ROC Plot
Calculator Inputs
Enter confusion matrix counts. Add optional threshold, sensitivity, specificity rows to calculate AUC from ROC points.
Example Data Table
Use the sample counts and threshold rows below to validate the calculator or explain model performance in audits, presentations, and comparison reports.
| Metric Input | Example Value | Meaning |
|---|---|---|
| True Positives | 86 | Correctly predicted positives. |
| False Positives | 14 | Negatives predicted as positives. |
| True Negatives | 126 | Correctly predicted negatives. |
| False Negatives | 24 | Positives predicted as negatives. |
| Total Records | 250 | Total evaluated observations. |
| Threshold | Sensitivity | Specificity | False Positive Rate |
|---|---|---|---|
| 0.90 | 0.48 | 0.99 | 0.01 |
| 0.70 | 0.69 | 0.95 | 0.05 |
| 0.50 | 0.78 | 0.90 | 0.10 |
| 0.30 | 0.90 | 0.72 | 0.28 |
| 0.10 | 0.98 | 0.40 | 0.60 |
Formula Used
Sensitivity = TP / (TP + FN)
Specificity = TN / (TN + FP)
Precision = TP / (TP + FP)
Accuracy = (TP + TN) / (TP + TN + FP + FN)
F1 Score = 2 × Precision × Sensitivity / (Precision + Sensitivity)
Balanced Accuracy = (Sensitivity + Specificity) / 2
False Positive Rate = FP / (FP + TN) = 1 - Specificity
Youden Index = Sensitivity + Specificity - 1
LR+ = Sensitivity / (1 - Specificity)
LR- = (1 - Sensitivity) / Specificity
MCC = ((TP×TN) - (FP×FN)) / √((TP+FP)(TP+FN)(TN+FP)(TN+FN))
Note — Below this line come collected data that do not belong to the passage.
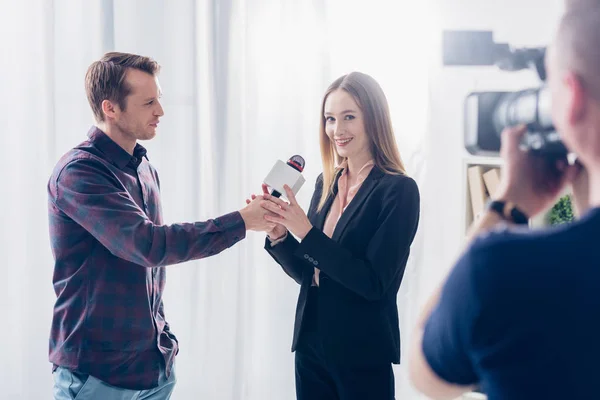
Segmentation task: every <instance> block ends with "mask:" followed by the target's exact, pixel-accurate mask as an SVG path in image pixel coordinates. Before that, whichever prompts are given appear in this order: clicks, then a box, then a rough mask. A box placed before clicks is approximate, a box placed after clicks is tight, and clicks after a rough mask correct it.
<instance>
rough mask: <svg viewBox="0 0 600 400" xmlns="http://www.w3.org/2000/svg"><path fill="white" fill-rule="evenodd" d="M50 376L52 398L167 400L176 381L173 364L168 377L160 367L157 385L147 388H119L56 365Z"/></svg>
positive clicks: (84, 399)
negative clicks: (52, 392) (165, 375)
mask: <svg viewBox="0 0 600 400" xmlns="http://www.w3.org/2000/svg"><path fill="white" fill-rule="evenodd" d="M52 376H53V377H54V400H168V399H170V398H171V393H172V392H173V389H174V388H175V383H176V382H177V379H176V378H175V365H173V368H172V369H171V376H169V378H167V377H166V376H165V371H164V369H163V368H161V370H160V376H159V377H158V387H155V388H154V389H148V390H131V389H121V388H118V387H115V386H111V385H109V384H108V383H106V382H103V381H101V380H100V379H98V378H94V377H93V376H91V375H86V374H80V373H77V372H75V373H73V372H72V371H70V370H68V369H66V368H62V367H58V368H57V369H56V371H54V372H53V373H52Z"/></svg>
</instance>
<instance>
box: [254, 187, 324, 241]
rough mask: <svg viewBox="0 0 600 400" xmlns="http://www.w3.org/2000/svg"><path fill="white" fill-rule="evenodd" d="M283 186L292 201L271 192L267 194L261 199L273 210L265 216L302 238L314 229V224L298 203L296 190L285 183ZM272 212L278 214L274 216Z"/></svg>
mask: <svg viewBox="0 0 600 400" xmlns="http://www.w3.org/2000/svg"><path fill="white" fill-rule="evenodd" d="M283 188H284V189H285V193H286V195H287V198H288V199H289V200H290V202H289V203H286V202H285V201H283V200H281V199H278V198H276V197H273V196H271V195H270V194H265V195H264V200H263V201H261V205H262V206H263V207H264V208H265V209H266V210H269V211H271V213H269V215H267V216H266V217H265V218H266V219H267V220H268V221H271V222H276V223H278V224H281V225H283V226H285V227H286V229H288V230H289V231H290V232H292V233H293V234H294V235H296V236H297V237H298V238H299V239H300V240H302V239H304V237H305V236H306V235H307V234H308V232H309V231H310V230H311V229H312V224H311V223H310V221H309V219H308V217H307V216H306V213H305V212H304V210H303V209H302V207H300V205H298V201H297V200H296V196H295V195H294V192H292V189H290V187H289V186H288V185H284V186H283ZM272 214H276V215H275V216H273V215H272Z"/></svg>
AUC = Trapezoidal area under ROC curve
AUC requires multiple threshold points. Each row contributes one ROC coordinate where TPR = Sensitivity and FPR = 1 - Specificity.
How to Use This Calculator
- Enter your confusion matrix counts for true positives, false positives, true negatives, and false negatives.
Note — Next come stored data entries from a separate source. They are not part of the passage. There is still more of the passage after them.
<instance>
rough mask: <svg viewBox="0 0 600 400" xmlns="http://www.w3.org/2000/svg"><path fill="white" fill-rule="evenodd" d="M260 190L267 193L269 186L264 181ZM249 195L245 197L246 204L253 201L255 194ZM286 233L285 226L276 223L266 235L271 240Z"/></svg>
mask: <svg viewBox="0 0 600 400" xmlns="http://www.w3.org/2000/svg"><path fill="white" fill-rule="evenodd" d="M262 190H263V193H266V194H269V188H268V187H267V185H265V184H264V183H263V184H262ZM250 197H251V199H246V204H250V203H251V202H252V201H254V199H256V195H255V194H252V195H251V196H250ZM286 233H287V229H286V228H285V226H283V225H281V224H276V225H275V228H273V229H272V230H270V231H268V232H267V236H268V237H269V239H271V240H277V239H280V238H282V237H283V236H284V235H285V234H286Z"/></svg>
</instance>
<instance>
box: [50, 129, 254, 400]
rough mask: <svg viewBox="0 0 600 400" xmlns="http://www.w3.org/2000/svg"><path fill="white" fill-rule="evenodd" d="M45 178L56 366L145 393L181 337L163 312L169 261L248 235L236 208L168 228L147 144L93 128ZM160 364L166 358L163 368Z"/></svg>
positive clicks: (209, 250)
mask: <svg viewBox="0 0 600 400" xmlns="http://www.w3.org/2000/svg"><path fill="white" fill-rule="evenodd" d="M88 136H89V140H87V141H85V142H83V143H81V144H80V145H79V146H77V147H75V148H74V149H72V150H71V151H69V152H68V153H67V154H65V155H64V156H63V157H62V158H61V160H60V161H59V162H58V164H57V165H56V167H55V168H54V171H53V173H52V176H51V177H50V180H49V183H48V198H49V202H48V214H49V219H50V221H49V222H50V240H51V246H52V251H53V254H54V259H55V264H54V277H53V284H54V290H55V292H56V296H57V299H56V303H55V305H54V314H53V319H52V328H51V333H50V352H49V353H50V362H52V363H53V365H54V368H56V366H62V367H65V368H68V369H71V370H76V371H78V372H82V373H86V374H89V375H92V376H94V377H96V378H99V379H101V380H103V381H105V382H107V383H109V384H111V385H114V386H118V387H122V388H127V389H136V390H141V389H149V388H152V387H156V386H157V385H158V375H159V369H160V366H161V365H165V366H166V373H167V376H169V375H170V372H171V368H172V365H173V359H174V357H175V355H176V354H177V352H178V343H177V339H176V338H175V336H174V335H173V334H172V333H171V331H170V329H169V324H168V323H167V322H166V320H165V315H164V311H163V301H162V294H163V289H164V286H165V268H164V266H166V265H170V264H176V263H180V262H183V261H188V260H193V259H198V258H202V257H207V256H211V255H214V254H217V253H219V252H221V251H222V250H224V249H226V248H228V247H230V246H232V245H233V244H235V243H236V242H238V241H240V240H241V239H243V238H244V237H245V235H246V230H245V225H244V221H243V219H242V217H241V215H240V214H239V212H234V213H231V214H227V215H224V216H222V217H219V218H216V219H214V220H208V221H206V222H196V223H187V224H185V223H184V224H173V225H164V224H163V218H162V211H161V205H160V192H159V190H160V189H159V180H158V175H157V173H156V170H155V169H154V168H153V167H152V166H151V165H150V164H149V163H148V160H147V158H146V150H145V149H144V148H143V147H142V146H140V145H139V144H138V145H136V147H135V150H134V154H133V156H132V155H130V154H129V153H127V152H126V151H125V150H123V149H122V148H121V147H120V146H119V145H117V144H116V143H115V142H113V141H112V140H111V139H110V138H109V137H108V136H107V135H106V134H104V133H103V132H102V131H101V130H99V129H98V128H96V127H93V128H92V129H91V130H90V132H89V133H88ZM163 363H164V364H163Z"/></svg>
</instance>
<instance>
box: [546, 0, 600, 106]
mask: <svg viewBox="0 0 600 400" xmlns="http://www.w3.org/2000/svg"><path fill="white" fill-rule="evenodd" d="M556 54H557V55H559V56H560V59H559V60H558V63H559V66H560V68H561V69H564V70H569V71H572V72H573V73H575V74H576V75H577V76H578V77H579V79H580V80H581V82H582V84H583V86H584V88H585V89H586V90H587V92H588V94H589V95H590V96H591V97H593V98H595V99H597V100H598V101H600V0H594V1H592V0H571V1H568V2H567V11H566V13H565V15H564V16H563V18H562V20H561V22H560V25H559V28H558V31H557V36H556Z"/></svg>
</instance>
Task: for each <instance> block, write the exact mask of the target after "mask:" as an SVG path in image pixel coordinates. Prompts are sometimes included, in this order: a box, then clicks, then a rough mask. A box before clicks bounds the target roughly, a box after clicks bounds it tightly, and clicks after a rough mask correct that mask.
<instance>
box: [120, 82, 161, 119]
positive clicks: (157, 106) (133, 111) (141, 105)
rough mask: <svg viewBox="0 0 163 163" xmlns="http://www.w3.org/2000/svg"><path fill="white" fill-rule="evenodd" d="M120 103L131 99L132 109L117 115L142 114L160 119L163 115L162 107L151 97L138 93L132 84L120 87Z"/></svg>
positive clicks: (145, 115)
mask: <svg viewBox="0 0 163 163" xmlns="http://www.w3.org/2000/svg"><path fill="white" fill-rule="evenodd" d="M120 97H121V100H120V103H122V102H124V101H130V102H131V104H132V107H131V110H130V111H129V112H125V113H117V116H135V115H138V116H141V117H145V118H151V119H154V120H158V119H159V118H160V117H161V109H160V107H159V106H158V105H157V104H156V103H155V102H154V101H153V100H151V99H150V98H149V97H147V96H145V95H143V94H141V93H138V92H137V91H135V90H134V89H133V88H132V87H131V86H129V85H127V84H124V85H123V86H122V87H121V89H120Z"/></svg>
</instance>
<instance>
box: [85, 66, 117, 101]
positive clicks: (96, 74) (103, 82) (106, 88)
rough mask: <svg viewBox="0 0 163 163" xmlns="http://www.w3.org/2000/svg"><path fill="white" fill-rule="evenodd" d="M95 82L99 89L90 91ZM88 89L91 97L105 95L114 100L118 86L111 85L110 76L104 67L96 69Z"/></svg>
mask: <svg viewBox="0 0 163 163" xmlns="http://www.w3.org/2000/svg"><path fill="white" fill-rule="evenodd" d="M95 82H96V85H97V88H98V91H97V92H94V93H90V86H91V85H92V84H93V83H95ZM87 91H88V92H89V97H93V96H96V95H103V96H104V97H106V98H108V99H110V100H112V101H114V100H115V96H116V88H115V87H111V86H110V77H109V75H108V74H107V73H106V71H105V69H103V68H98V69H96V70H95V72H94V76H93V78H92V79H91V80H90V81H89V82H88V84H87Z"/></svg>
- Set decimal places and an export label if you want cleaner report outputs.
- Add optional threshold rows in the format threshold,sensitivity,specificity.
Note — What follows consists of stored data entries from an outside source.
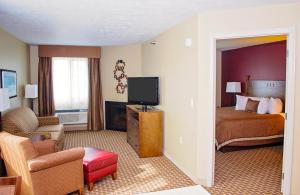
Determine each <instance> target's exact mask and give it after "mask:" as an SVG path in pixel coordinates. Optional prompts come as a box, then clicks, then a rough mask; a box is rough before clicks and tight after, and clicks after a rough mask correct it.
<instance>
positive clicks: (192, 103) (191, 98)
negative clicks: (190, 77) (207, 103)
mask: <svg viewBox="0 0 300 195" xmlns="http://www.w3.org/2000/svg"><path fill="white" fill-rule="evenodd" d="M190 106H191V108H194V99H193V98H191V99H190Z"/></svg>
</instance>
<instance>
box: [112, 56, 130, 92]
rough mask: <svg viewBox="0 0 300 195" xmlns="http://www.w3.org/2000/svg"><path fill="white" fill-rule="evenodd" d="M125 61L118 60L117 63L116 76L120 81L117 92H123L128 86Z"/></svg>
mask: <svg viewBox="0 0 300 195" xmlns="http://www.w3.org/2000/svg"><path fill="white" fill-rule="evenodd" d="M125 66H126V64H125V62H124V61H123V60H118V61H117V62H116V65H115V70H114V78H115V79H116V80H117V81H118V83H117V85H116V91H117V93H120V94H123V93H124V92H125V89H126V88H127V75H126V74H125Z"/></svg>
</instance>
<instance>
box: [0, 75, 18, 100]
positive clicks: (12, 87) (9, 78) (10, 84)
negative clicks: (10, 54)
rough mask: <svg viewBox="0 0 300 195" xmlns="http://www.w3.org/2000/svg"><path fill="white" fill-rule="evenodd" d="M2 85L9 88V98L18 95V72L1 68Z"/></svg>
mask: <svg viewBox="0 0 300 195" xmlns="http://www.w3.org/2000/svg"><path fill="white" fill-rule="evenodd" d="M0 72H1V87H2V88H7V89H8V94H9V98H14V97H17V72H16V71H13V70H4V69H1V70H0Z"/></svg>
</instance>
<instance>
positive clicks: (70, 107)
mask: <svg viewBox="0 0 300 195" xmlns="http://www.w3.org/2000/svg"><path fill="white" fill-rule="evenodd" d="M52 64H53V70H52V71H53V93H54V103H55V110H56V111H60V110H85V109H87V108H88V59H87V58H62V57H55V58H53V59H52Z"/></svg>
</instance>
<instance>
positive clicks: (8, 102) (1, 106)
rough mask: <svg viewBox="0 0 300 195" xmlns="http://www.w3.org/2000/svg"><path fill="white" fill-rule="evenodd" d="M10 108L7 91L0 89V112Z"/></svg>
mask: <svg viewBox="0 0 300 195" xmlns="http://www.w3.org/2000/svg"><path fill="white" fill-rule="evenodd" d="M9 107H10V102H9V95H8V89H6V88H0V112H2V111H4V110H7V109H8V108H9Z"/></svg>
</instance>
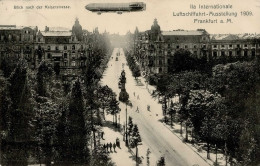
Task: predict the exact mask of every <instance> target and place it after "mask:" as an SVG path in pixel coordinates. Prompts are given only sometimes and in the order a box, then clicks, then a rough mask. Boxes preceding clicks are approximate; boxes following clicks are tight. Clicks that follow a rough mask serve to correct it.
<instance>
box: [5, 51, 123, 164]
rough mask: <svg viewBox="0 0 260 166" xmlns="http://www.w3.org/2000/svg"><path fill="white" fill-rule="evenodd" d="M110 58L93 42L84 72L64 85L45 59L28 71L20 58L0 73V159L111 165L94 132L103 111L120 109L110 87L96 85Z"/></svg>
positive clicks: (11, 162) (26, 66) (99, 130)
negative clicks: (10, 72) (75, 79)
mask: <svg viewBox="0 0 260 166" xmlns="http://www.w3.org/2000/svg"><path fill="white" fill-rule="evenodd" d="M108 60H109V52H108V50H104V49H100V48H98V47H97V48H96V49H95V50H94V51H93V55H92V56H91V57H89V59H88V62H89V65H88V67H87V69H86V70H85V71H84V72H83V73H84V74H83V75H82V76H81V77H78V78H77V79H76V80H73V81H72V82H70V83H66V84H65V83H64V82H62V80H60V79H59V78H58V77H55V72H54V71H53V69H52V68H51V67H50V66H49V65H48V64H47V63H46V62H44V61H42V62H41V64H40V65H39V67H38V68H37V69H36V70H31V69H30V68H29V67H28V65H27V62H26V60H24V59H21V60H20V61H19V62H18V63H17V65H16V67H15V69H14V70H13V72H12V73H11V74H10V75H4V76H0V85H1V86H0V131H1V133H0V134H1V135H0V136H1V140H0V147H1V156H0V159H1V160H0V163H1V164H2V165H28V163H44V164H46V165H51V162H52V161H53V162H54V164H56V165H73V164H87V165H113V164H112V162H111V161H110V159H109V157H108V156H107V154H106V153H105V152H104V151H103V148H102V147H101V146H100V141H99V140H100V137H98V135H99V134H97V133H100V132H102V131H101V130H100V128H99V126H100V125H102V119H103V118H102V117H101V116H102V113H103V115H104V116H105V114H104V111H105V110H106V112H107V113H111V114H113V115H116V113H117V111H119V110H118V108H117V106H118V103H117V102H115V101H116V96H115V94H114V93H113V92H112V90H111V89H110V88H108V87H106V86H105V87H104V86H100V85H99V80H100V79H101V77H102V73H103V71H104V70H105V68H106V65H107V62H108ZM5 76H6V77H5ZM102 110H103V112H102Z"/></svg>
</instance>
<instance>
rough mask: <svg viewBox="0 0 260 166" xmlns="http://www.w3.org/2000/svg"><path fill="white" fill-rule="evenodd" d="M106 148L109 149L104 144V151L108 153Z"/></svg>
mask: <svg viewBox="0 0 260 166" xmlns="http://www.w3.org/2000/svg"><path fill="white" fill-rule="evenodd" d="M106 148H107V147H106V144H104V145H103V149H104V151H105V152H107V151H106Z"/></svg>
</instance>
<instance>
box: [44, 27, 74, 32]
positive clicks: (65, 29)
mask: <svg viewBox="0 0 260 166" xmlns="http://www.w3.org/2000/svg"><path fill="white" fill-rule="evenodd" d="M48 28H49V31H56V32H60V31H70V30H71V29H69V28H65V27H48Z"/></svg>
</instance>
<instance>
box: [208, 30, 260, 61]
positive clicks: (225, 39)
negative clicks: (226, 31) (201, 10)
mask: <svg viewBox="0 0 260 166" xmlns="http://www.w3.org/2000/svg"><path fill="white" fill-rule="evenodd" d="M210 44H211V56H212V58H213V59H217V58H219V57H227V58H232V57H233V58H237V59H240V58H243V59H254V58H255V57H256V56H259V55H260V50H259V49H260V45H259V44H260V34H238V35H234V34H227V35H211V40H210Z"/></svg>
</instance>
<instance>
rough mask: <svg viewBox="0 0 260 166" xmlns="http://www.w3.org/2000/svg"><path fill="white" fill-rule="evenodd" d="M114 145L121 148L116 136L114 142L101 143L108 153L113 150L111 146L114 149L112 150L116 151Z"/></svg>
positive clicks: (118, 138) (105, 149) (118, 147)
mask: <svg viewBox="0 0 260 166" xmlns="http://www.w3.org/2000/svg"><path fill="white" fill-rule="evenodd" d="M116 147H118V148H121V147H120V141H119V138H116V142H115V143H113V144H112V143H111V142H110V143H105V144H104V145H103V149H104V150H105V152H107V153H109V152H113V151H112V148H113V149H114V152H116Z"/></svg>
- Click Calculate Metrics to display results above the form under the page header.
- Review the ROC plot, summary interpretation, and advanced metrics for model evaluation.
- Use Download CSV or Download PDF to export the current results.
FAQs
1. Why is AUC unavailable from counts alone?
A single confusion matrix describes one threshold only. AUC needs multiple threshold points or prediction scores to trace the ROC curve.
2. What does high sensitivity mean?
High sensitivity means the model catches most actual positives. It is useful when missing a positive case is expensive or risky.
3. What does high specificity mean?
High specificity means the model rejects most actual negatives correctly. It matters when false alarms create cost, friction, or unnecessary action.
4. When should I enter threshold rows?
Enter threshold rows when you have validation results across several cutoffs. That lets the calculator estimate AUC and plot a real ROC curve.
5. Is a higher AUC always better?
Usually yes for discrimination, but not always for deployment. Threshold choice, class imbalance, costs, and calibration still matter in practice.
6. Can accuracy be misleading?
Yes. Accuracy can look strong on imbalanced datasets while the model misses many positives. Sensitivity, specificity, and MCC often reveal more.
7. What is the Youden index?
The Youden index equals sensitivity plus specificity minus one. It summarizes separation quality and helps compare thresholds objectively.
8. Which metric should I optimize first?
Optimize the metric that matches business cost. For screening, prioritize sensitivity. For strict confirmation, prioritize specificity. For ranking, review AUC.